Depois da última pesquisa Datafolha diversos setores da esquerda brasileira passaram a propagar a bandeira do Somos 70%. O número seria uma alusão ao percentual de pessoas que não aprovam o Governo Bolsonaro. Num exercício de acochambramento tentam converter em opinião contrária aqueles que avaliaram o Governo como regular. Mais que uma matemática burra, temos um exemplo de linguagem panfletária sem efeito.
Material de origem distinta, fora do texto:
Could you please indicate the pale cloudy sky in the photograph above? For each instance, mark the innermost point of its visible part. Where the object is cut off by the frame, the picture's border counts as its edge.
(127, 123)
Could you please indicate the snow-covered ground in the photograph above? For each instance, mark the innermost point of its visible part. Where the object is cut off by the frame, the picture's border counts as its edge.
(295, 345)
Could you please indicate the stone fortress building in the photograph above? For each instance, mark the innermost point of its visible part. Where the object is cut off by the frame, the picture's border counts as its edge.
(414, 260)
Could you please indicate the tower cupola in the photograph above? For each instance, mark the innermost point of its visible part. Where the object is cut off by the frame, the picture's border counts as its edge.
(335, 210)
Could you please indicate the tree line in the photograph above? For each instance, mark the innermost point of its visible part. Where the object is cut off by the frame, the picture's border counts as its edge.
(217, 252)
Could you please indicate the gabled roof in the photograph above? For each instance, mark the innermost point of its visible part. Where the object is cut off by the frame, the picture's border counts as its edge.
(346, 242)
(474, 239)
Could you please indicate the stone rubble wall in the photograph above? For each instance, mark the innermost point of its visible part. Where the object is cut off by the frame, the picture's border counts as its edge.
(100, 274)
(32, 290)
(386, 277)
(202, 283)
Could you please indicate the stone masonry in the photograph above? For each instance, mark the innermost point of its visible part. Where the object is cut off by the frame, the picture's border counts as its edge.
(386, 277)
Pela lógica de quem defende esse slogan, os presidentes FHC e Lula também teriam motivos para serem depostos do cargo, visto que a aprovação dos mesmos, em período de mandado semelhante, era praticamente a mesma de Bolsonaro hoje. Porém, nos exemplos anteriores, tivemos dois presidentes reeleitos. Lula ainda conseguiu fazer sua sucessora.

O discurso do somos todos contra Bolsonaro, mostra a falta de uma pauta que sirva como verdadeiro contraponto político e que, de alguma forma, tire o presidente do campo de debate no qual sempre fica muito confortável. A falsa dicotomia é na verdade uma forma de esconder os frangalhos que os demais agrupamentos encontram-se, sem conseguir apresentar um programa mediado e único, capaz de trazer para a discussão um projeto para o país.

O discurso do nós contra eles foi o que elegeu Bolsonaro. Quando os setores mais esquerda sustentam a bandeira de que todos que não aprovam são iguais e estão dispostos a derrubar o presidente, suscitam a pergunta: somos quem, cara pálida? Esquecem que o antagonismo ao PT foi quem sustentou o voto dos indecisos em 2018. Provavelmente, os mesmos que hoje avaliam o Governo como regular.

Não será apenas negando que vamos conseguir aglutinar uma maioria suficiente para derrubar o presidente. As sequelas decorrentes do impeachment de Dilma e o trabalho de perseguição que a Lava Jato promoveu, imputou ao PT e, consequentemente a esquerda, a pecha de corruptos e destruidores da nação. Isso ainda está latente.

Pior, se lembrarmos que setores que fazem oposição a Bolsonaro, a exemplo do PDT de Ciro Gomes, conseguem fazer um discurso ainda mais duro contra Lula, lhe atribuindo crimes e até a responsabilidade pela ascensão ao poder de um governo fascista. Levantar o discurso vazio do Somos 70% é brincar com a inteligência alheia e acreditar que será com animação de torcida que se conseguirá mudar o atual cenário.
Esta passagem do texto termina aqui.